The Mono runtime (including the GC) is written in C code and
this is called unmanaged code as opposed to managed code
which is all the code that gets JITted from IL opcodes.
The JIT and the runtime cooperate so that managed code is compiled in a way that lets the runtime inspect it, inject exceptions, unwind the stack and so on. The unmanaged code, on the other hand, is compiled by the C compiler and on most systems and architectures, there is no info available on it that would allow the same operations. For this reason, whenever a program needs to make a transition from managed code to unmanaged (for example for an internal call implementation or for calling into the GC) the runtime needs to perform some additional bookeeping, which can be relatively expensive, especially if the amount of code to execute in unmanaged land is tiny.

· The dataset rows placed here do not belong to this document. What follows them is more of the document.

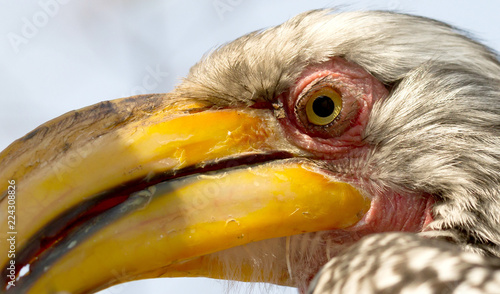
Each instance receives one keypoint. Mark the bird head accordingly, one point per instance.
(276, 152)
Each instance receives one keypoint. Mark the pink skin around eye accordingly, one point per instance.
(359, 90)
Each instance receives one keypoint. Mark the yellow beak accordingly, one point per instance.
(145, 187)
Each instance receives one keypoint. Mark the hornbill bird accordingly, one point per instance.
(353, 152)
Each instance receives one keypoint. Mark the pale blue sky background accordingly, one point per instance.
(82, 52)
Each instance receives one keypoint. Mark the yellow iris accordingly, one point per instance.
(323, 106)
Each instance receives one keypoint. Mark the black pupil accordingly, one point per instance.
(323, 106)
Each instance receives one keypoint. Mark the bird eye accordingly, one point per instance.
(324, 106)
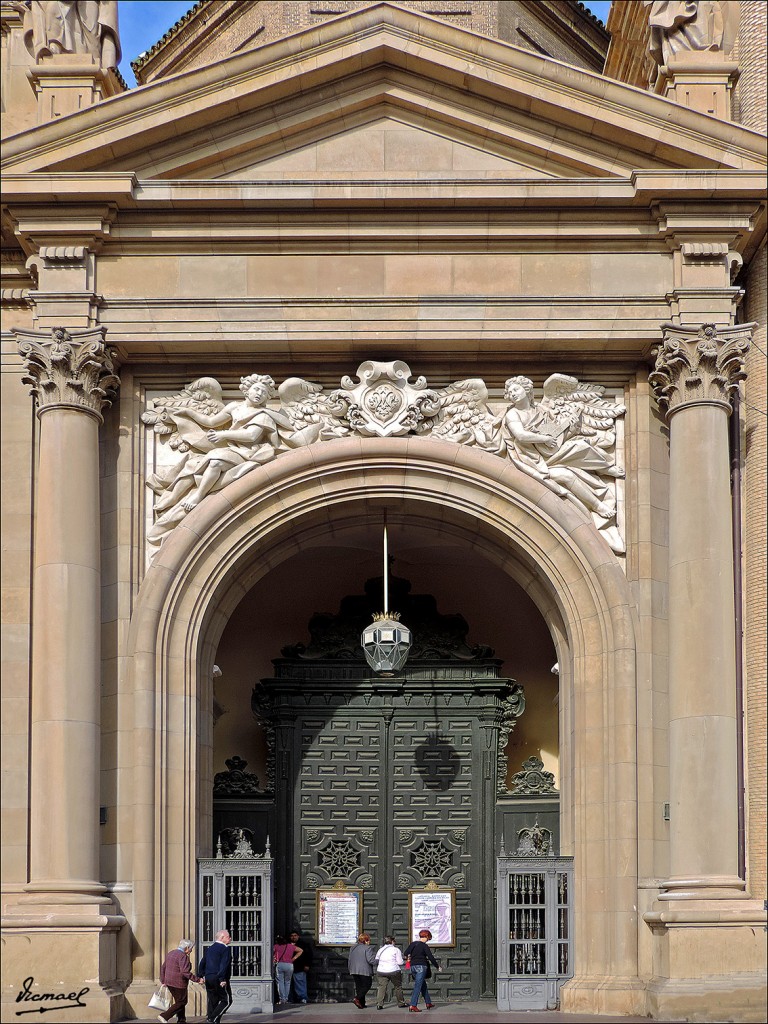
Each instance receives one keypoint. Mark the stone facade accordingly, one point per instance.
(385, 261)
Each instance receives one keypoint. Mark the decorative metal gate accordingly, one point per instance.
(389, 785)
(535, 928)
(235, 892)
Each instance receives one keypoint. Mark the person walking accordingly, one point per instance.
(216, 968)
(176, 973)
(285, 954)
(420, 956)
(389, 972)
(361, 960)
(301, 966)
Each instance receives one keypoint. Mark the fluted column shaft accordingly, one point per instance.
(69, 374)
(694, 372)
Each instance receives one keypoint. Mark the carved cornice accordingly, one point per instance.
(699, 365)
(69, 369)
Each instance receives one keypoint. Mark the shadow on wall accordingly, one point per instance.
(437, 762)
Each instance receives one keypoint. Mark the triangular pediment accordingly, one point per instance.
(384, 92)
(386, 146)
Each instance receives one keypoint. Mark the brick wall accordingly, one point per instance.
(555, 28)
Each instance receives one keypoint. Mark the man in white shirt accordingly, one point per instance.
(388, 971)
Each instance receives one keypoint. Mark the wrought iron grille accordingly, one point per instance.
(535, 928)
(236, 894)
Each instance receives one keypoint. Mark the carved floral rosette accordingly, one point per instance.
(699, 365)
(72, 369)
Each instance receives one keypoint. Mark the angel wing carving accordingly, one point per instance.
(462, 415)
(573, 408)
(169, 417)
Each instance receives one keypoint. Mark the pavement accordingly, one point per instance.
(456, 1013)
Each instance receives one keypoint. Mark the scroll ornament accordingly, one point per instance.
(532, 780)
(70, 368)
(566, 439)
(699, 364)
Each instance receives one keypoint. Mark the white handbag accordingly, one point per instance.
(161, 999)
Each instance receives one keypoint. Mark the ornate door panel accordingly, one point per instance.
(387, 785)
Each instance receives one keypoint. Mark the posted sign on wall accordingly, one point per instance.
(339, 916)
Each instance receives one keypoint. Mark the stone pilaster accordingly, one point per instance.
(71, 377)
(700, 971)
(694, 373)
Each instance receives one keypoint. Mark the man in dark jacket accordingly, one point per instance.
(301, 967)
(176, 973)
(216, 968)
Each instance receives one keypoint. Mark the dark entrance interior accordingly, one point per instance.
(387, 784)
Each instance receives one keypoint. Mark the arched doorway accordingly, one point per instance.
(388, 784)
(235, 538)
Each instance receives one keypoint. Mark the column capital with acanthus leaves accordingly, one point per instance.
(699, 365)
(69, 369)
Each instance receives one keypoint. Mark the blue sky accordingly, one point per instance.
(142, 23)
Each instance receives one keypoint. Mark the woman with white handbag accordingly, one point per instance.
(175, 974)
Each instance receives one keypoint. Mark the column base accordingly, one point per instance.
(62, 956)
(709, 961)
(598, 994)
(716, 887)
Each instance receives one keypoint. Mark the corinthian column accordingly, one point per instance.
(71, 376)
(695, 371)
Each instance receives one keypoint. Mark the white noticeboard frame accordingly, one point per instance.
(433, 909)
(339, 915)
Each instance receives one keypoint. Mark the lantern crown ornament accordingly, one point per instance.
(386, 641)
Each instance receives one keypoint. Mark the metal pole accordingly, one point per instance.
(386, 568)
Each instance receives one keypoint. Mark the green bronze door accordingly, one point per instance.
(388, 785)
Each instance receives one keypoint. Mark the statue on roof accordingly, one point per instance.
(87, 27)
(677, 26)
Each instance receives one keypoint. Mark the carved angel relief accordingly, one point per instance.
(566, 439)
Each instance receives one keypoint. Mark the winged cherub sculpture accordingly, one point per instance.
(564, 440)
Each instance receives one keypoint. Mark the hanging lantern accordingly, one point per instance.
(386, 641)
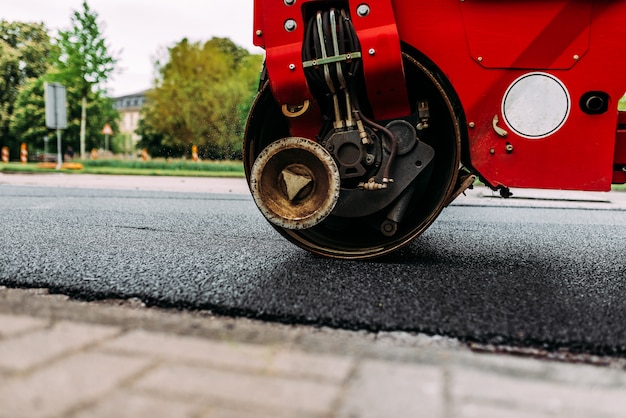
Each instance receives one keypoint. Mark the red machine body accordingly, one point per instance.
(374, 115)
(482, 47)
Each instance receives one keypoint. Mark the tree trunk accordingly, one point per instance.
(83, 124)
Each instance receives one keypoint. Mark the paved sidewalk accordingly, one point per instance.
(70, 359)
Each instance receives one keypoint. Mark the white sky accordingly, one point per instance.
(137, 30)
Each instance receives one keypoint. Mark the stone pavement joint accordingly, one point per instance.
(62, 358)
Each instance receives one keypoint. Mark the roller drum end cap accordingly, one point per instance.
(295, 183)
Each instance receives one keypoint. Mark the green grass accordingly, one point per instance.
(142, 168)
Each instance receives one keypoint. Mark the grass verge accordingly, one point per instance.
(141, 168)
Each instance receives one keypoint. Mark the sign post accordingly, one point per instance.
(107, 130)
(56, 113)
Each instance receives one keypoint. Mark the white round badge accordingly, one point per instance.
(536, 105)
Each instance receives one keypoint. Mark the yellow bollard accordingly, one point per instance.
(24, 153)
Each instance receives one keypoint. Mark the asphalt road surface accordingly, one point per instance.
(543, 269)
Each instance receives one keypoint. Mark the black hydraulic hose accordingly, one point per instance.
(392, 139)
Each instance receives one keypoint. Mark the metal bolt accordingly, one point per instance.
(363, 10)
(290, 25)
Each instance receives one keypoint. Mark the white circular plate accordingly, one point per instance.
(536, 105)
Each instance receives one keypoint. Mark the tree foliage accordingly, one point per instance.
(84, 60)
(79, 60)
(24, 57)
(83, 57)
(201, 97)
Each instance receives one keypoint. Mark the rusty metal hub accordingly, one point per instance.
(295, 183)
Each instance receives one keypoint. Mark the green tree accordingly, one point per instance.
(200, 97)
(29, 121)
(84, 61)
(24, 56)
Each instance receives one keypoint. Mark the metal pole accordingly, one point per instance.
(59, 152)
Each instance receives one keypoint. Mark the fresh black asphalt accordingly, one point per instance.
(540, 277)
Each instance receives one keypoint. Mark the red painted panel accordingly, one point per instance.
(377, 33)
(527, 34)
(580, 154)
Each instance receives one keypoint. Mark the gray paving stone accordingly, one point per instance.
(132, 405)
(30, 350)
(383, 389)
(319, 367)
(54, 390)
(17, 324)
(293, 395)
(538, 396)
(174, 348)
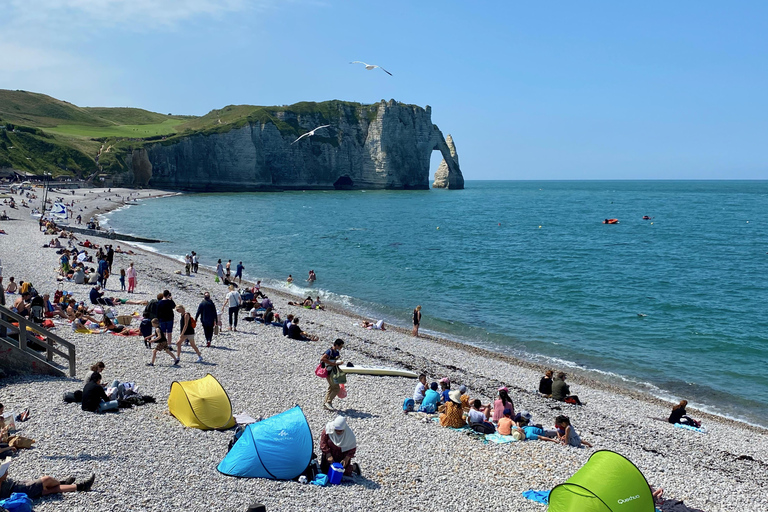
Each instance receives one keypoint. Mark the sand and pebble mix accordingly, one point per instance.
(144, 459)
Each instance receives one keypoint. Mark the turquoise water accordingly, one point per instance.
(525, 268)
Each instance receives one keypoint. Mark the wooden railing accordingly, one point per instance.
(26, 332)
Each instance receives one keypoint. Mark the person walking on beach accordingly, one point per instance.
(165, 316)
(416, 321)
(208, 316)
(233, 301)
(130, 273)
(220, 272)
(331, 361)
(187, 333)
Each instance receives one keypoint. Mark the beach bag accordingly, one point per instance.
(321, 372)
(18, 502)
(20, 442)
(483, 428)
(338, 376)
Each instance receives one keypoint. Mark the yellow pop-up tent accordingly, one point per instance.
(201, 403)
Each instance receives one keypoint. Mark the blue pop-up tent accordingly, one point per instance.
(279, 447)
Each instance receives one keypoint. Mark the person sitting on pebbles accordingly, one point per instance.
(338, 444)
(523, 431)
(452, 413)
(570, 437)
(43, 486)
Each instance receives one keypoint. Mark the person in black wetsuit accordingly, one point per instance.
(545, 384)
(416, 321)
(678, 415)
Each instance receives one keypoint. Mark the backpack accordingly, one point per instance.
(150, 311)
(145, 327)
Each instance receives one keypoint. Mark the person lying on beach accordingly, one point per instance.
(161, 343)
(451, 412)
(570, 436)
(111, 326)
(524, 431)
(679, 415)
(43, 486)
(562, 392)
(431, 399)
(378, 326)
(545, 384)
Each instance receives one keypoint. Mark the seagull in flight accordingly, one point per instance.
(309, 133)
(370, 66)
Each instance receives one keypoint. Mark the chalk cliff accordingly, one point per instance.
(381, 146)
(445, 177)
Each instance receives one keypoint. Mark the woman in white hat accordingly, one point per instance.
(338, 444)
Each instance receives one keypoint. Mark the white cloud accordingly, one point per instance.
(69, 15)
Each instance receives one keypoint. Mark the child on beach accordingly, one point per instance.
(570, 436)
(161, 341)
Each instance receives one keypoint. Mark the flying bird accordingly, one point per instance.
(309, 133)
(370, 66)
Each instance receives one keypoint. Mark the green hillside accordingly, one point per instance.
(40, 134)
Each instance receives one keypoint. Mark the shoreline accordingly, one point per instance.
(576, 374)
(403, 458)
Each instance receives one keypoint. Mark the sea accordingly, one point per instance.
(673, 304)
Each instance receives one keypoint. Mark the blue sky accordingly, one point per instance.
(529, 90)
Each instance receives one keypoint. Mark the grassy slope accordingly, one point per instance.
(66, 144)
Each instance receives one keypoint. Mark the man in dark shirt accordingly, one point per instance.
(165, 309)
(208, 316)
(94, 397)
(97, 297)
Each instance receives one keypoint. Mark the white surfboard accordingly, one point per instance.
(370, 370)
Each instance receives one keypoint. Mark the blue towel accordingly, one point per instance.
(500, 439)
(690, 427)
(539, 496)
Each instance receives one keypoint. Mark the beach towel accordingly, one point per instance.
(701, 430)
(538, 496)
(500, 439)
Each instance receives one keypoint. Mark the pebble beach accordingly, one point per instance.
(144, 459)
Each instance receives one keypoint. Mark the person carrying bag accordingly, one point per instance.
(331, 361)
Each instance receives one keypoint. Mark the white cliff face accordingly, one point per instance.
(386, 145)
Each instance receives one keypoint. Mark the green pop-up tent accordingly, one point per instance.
(608, 482)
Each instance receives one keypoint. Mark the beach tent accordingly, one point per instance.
(279, 447)
(608, 482)
(201, 403)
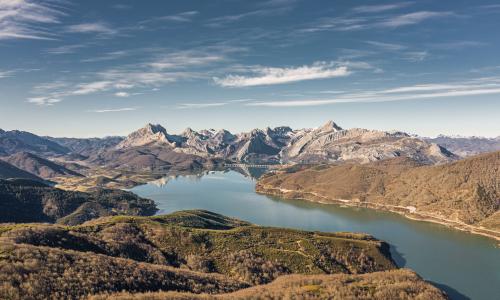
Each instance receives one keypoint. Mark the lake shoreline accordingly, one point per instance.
(407, 212)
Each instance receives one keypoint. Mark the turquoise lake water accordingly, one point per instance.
(466, 266)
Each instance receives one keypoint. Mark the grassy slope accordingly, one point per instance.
(30, 201)
(467, 191)
(133, 253)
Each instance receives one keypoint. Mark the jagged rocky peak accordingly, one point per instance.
(154, 128)
(149, 134)
(330, 126)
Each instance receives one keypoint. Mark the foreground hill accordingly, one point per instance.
(467, 146)
(15, 141)
(464, 194)
(9, 171)
(23, 201)
(38, 166)
(394, 284)
(88, 146)
(190, 251)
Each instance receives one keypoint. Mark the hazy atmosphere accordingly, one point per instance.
(236, 149)
(96, 68)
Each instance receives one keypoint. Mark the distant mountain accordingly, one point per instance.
(328, 143)
(149, 135)
(331, 143)
(467, 146)
(88, 146)
(39, 166)
(153, 148)
(15, 141)
(9, 171)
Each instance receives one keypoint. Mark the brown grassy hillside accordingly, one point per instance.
(466, 191)
(195, 251)
(395, 284)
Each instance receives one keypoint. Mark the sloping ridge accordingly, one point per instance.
(9, 171)
(39, 166)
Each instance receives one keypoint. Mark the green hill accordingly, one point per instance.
(193, 251)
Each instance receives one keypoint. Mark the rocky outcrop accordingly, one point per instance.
(149, 135)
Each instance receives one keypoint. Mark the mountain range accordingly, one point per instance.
(152, 148)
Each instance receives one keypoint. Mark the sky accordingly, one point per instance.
(98, 68)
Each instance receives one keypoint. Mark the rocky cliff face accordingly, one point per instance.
(331, 143)
(152, 146)
(148, 135)
(328, 143)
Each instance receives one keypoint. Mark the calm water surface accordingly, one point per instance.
(464, 265)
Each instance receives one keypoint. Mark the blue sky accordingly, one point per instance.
(95, 68)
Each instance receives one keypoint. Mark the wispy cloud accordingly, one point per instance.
(65, 49)
(110, 110)
(92, 87)
(380, 8)
(96, 28)
(270, 76)
(200, 105)
(457, 45)
(44, 101)
(366, 22)
(154, 72)
(122, 94)
(108, 56)
(387, 46)
(26, 19)
(186, 16)
(416, 56)
(413, 18)
(483, 86)
(5, 74)
(183, 59)
(264, 12)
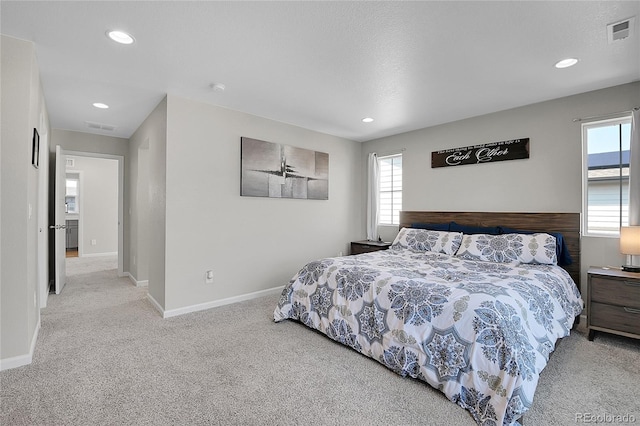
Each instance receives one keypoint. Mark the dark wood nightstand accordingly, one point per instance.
(613, 302)
(358, 247)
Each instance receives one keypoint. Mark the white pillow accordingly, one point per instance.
(421, 240)
(510, 248)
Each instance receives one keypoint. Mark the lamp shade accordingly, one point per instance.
(630, 240)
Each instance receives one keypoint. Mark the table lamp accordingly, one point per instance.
(630, 245)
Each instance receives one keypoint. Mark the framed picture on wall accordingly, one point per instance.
(277, 170)
(35, 149)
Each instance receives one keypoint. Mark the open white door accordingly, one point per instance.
(60, 233)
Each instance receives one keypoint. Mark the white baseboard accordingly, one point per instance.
(114, 253)
(215, 303)
(141, 283)
(20, 360)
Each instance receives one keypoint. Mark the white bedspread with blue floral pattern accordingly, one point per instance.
(481, 332)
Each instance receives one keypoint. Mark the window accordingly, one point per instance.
(390, 187)
(71, 196)
(606, 145)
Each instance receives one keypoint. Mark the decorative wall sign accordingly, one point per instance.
(282, 171)
(486, 153)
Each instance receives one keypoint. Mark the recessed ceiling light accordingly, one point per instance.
(566, 63)
(120, 37)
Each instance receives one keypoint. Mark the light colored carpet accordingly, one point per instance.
(105, 356)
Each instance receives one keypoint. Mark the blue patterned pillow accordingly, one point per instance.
(510, 248)
(421, 240)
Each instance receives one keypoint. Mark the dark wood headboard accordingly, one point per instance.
(566, 223)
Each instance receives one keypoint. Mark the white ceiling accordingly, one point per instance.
(320, 65)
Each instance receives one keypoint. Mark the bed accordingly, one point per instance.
(470, 303)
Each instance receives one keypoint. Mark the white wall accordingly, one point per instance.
(549, 181)
(23, 109)
(98, 201)
(252, 244)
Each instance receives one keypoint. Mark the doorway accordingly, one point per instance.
(94, 209)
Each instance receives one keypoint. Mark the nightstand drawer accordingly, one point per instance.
(619, 292)
(615, 317)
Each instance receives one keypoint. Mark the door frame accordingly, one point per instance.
(120, 160)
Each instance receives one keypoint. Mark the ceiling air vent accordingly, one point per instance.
(98, 126)
(620, 30)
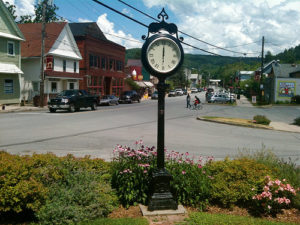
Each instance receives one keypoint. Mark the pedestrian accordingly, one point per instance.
(188, 100)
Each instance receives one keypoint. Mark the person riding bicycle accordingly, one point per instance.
(196, 101)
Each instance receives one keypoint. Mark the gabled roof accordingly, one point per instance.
(284, 70)
(17, 33)
(33, 35)
(89, 28)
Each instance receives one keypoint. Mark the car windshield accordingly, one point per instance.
(66, 93)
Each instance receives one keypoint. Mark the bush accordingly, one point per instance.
(275, 196)
(191, 182)
(132, 175)
(235, 180)
(82, 196)
(297, 121)
(260, 119)
(20, 190)
(131, 171)
(296, 99)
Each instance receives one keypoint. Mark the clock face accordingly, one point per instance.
(163, 55)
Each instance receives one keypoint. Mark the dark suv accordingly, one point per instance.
(73, 100)
(129, 97)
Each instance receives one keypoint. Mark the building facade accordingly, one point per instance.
(102, 67)
(10, 58)
(61, 60)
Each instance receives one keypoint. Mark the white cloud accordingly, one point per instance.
(119, 36)
(23, 7)
(82, 20)
(235, 22)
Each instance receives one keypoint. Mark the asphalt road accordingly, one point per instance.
(96, 133)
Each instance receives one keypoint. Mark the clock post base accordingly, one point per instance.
(162, 198)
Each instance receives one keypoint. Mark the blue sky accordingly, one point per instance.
(237, 25)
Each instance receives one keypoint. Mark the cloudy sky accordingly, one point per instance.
(236, 25)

Since a while we have made use of the Boehm GC's ability to
allocate objects in a thread-local fast-path, but we
couldn't take the full benefit of it because the cost of the
managed to unmanaged and back transition was bigger than the
allocation cost itself.
Now the runtime can create a managed method that performs the allocation fast-path entirely in managed code, avoiding the cost of the transition in most cases. This infrastructure will be also used for the generational GC where it will be more important: the allocation fast-path sequence there is 4-5 instructions vs the dozen or more of the Boehm GC thread local alloc.
As for actual numbers, a benchmark that repeatedly allocates small objects is now more than 20% faster overall (overall includes the time spent collecting the garbage objects, the actual allocation speed increase is much bigger).